[DNFSB LETTERHEAD]

 

March 7, 2003

 

The Honorable Jessie Hill Roberson

Assistant Secretary for Environmental Management

U.S. Department of Energy

1000 Independence Avenue, SW

Washington, DC 20585-0113

 

Dear Ms. Roberson:

 

Enclosed is a report detailing observations made by members of the staff of the Defense Nuclear Facilities Safety Board (Board) concerning electrical distribution and instrumentation and control systems being designed for the Hanford Site’s Waste Treatment Plant.  These observations were developed through document reviews and discussions with representatives of the Office of River Protection and Bechtel National, Incorporated.  At this early stage, the Board believes the overall design philosophy being employed with respect to these systems is sound.  Several specific areas were noted, however, that may warrant increased attention as the design progresses.  These areas are discussed in the enclosed report, which is forwarded for your information and use, as appropriate.

 

Sincerely,

 

John T. Conway

Chairman

 

c:  Mr. Roy J. Schepens

Mr.
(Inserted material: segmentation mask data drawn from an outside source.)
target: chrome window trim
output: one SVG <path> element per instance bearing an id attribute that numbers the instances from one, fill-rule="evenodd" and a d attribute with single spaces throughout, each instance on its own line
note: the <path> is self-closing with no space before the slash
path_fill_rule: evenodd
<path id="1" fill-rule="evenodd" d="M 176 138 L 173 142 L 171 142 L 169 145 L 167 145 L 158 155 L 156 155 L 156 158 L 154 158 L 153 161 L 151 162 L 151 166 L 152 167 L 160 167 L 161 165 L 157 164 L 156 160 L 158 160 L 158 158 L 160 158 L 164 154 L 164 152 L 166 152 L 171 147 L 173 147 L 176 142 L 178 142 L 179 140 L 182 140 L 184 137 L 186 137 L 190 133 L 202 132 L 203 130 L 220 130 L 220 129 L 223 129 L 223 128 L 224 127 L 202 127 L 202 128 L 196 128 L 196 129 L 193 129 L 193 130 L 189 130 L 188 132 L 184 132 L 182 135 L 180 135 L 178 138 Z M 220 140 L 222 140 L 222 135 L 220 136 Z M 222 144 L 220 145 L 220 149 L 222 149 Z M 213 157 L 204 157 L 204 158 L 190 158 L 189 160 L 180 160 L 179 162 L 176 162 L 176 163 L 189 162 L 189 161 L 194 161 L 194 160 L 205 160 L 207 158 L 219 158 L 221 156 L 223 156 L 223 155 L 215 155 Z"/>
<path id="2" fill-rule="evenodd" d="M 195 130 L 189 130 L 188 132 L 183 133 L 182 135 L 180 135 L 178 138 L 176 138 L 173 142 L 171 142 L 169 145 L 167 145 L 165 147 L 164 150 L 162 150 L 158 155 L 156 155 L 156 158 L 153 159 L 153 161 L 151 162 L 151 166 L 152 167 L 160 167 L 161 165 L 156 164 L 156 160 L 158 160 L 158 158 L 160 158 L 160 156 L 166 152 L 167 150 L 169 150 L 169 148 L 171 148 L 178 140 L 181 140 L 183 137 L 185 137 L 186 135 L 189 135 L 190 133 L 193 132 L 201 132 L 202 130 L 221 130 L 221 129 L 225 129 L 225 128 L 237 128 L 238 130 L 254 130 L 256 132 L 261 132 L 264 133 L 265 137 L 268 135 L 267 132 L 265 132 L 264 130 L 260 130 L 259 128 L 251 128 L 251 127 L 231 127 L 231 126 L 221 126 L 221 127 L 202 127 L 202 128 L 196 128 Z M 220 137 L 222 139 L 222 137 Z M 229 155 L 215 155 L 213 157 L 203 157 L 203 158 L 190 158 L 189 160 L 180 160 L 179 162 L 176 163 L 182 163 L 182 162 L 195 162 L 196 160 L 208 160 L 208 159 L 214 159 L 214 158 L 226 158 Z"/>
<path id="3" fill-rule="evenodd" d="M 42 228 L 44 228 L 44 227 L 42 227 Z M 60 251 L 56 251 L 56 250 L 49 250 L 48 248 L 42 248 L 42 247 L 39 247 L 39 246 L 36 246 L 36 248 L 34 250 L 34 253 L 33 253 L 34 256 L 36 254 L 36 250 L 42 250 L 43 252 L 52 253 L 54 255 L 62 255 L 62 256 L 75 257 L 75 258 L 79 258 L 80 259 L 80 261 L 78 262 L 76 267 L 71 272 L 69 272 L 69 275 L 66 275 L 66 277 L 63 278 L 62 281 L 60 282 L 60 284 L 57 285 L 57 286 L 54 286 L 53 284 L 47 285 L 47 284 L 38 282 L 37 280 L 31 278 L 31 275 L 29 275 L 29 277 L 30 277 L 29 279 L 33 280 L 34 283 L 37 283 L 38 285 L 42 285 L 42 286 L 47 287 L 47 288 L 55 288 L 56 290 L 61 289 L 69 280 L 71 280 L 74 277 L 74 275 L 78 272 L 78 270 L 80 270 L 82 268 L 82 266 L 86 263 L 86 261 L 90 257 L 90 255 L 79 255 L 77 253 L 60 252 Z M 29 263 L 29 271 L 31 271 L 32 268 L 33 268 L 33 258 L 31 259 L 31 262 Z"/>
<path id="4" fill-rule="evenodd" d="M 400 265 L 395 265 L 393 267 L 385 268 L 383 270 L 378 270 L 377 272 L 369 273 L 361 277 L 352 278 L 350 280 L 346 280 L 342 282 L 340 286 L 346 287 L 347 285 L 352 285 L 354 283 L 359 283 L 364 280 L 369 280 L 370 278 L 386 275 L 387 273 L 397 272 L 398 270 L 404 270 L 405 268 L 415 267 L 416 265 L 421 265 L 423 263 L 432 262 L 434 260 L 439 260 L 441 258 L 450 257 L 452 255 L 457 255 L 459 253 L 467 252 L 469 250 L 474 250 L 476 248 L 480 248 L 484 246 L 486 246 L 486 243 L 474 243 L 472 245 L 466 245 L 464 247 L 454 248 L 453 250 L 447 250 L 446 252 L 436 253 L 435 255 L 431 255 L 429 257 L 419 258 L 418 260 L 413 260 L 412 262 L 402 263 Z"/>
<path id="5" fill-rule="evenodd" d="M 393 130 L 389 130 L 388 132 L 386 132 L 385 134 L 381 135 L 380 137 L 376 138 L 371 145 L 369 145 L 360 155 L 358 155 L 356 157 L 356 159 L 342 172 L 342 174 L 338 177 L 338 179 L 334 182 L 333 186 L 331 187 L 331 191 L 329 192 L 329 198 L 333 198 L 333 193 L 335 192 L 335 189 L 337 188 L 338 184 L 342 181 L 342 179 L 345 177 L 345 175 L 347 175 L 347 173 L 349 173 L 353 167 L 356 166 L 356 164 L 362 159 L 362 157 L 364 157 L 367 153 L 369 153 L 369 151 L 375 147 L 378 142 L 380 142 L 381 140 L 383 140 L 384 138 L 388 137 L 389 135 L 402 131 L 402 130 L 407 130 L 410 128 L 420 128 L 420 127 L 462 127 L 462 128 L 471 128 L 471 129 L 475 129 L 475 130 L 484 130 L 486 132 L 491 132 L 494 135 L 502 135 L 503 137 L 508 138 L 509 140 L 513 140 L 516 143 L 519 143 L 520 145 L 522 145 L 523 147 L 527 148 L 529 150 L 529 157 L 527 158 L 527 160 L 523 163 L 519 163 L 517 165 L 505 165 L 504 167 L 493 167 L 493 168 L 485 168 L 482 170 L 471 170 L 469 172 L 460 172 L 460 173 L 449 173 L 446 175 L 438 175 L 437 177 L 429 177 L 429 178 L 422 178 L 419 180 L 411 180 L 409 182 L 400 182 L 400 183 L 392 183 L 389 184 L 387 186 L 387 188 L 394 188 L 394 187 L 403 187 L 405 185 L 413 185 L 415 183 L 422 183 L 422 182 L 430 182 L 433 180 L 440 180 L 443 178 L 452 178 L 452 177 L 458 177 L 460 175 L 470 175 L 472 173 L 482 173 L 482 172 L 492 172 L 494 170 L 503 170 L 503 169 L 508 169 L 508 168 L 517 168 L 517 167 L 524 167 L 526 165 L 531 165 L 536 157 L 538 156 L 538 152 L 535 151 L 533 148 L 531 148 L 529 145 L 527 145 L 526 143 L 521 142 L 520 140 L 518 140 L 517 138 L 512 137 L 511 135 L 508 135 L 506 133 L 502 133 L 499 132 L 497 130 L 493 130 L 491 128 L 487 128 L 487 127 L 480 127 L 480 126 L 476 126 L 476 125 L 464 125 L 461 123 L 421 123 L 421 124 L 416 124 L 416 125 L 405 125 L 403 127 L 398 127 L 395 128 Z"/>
Mark B. Whitaker, Jr.

 

Enclosure

 

 

---

 

DEFENSE NUCLEAR FACILITIES SAFETY BOARD

 

Staff Issue Report

 

January 21, 2003

 

MEMORANDUM FOR:      J. K. Fortenberry, Technical Director

 

COPIES:                                 Board Members

 

FROM:                                   B. Broderick, R. Quirk

 

SUBJECT:                             Electrical Distribution and Instrumentation and Control Systems, Hanford’s Waste Treatment Plant

 

This report documents a review by the staff of the Defense Nuclear Facilities Safety Board (Board) of the design of electrical distribution and instrumentation and control (I&C) systems for the Waste Treatment Plant (WTP) at the Hanford Site.  Members of the Board’s staff B. Broderick, A. Gwal, S. Stokes, and R. Quirk assessed the design with the participation of on-site representatives of the Department of Energy’s (DOE) Office of River Protection (ORP) and its contractor, Bechtel National, Incorporated (BNI).

 

Background.  Large-scale construction for the WTP project has recently begun.  However, the portions of the design pertaining to important-to-safety (ITS) electrical distribution and I&C systems are still being developed.  BNI has estimated the design maturity for these systems at approximately 25 percent.

 

Although they have not been formally approved by DOE, there are two major design amendments proposed by BNI for the WTP project that would significantly alter the configuration and demands on ITS electrical systems.  The first potential modification would alter the number of production melters from three in the Low-Activity Waste (LAW) Facility and one in the High-Level Waste (HLW) Facility, to a two and two configuration.  Given the reliance on emergency power and I&C systems to operate and actuate hazard controls that would prevent or mitigate postulated melter accidents, changes in the quantity or location of the melters will require associated design changes to ITS electrical systems.  The other potential change would reduce the number of redundant emergency load trains and, by extension, the number of emergency diesel generators, from three to two.  There is currently no reason to believe that these design changes will adversely impact safety, however, if implemented, they will require vigilance on the part of both BNI and ORP to ensure that associated design changes are thoughtfully and effectively realized in this fast-paced project.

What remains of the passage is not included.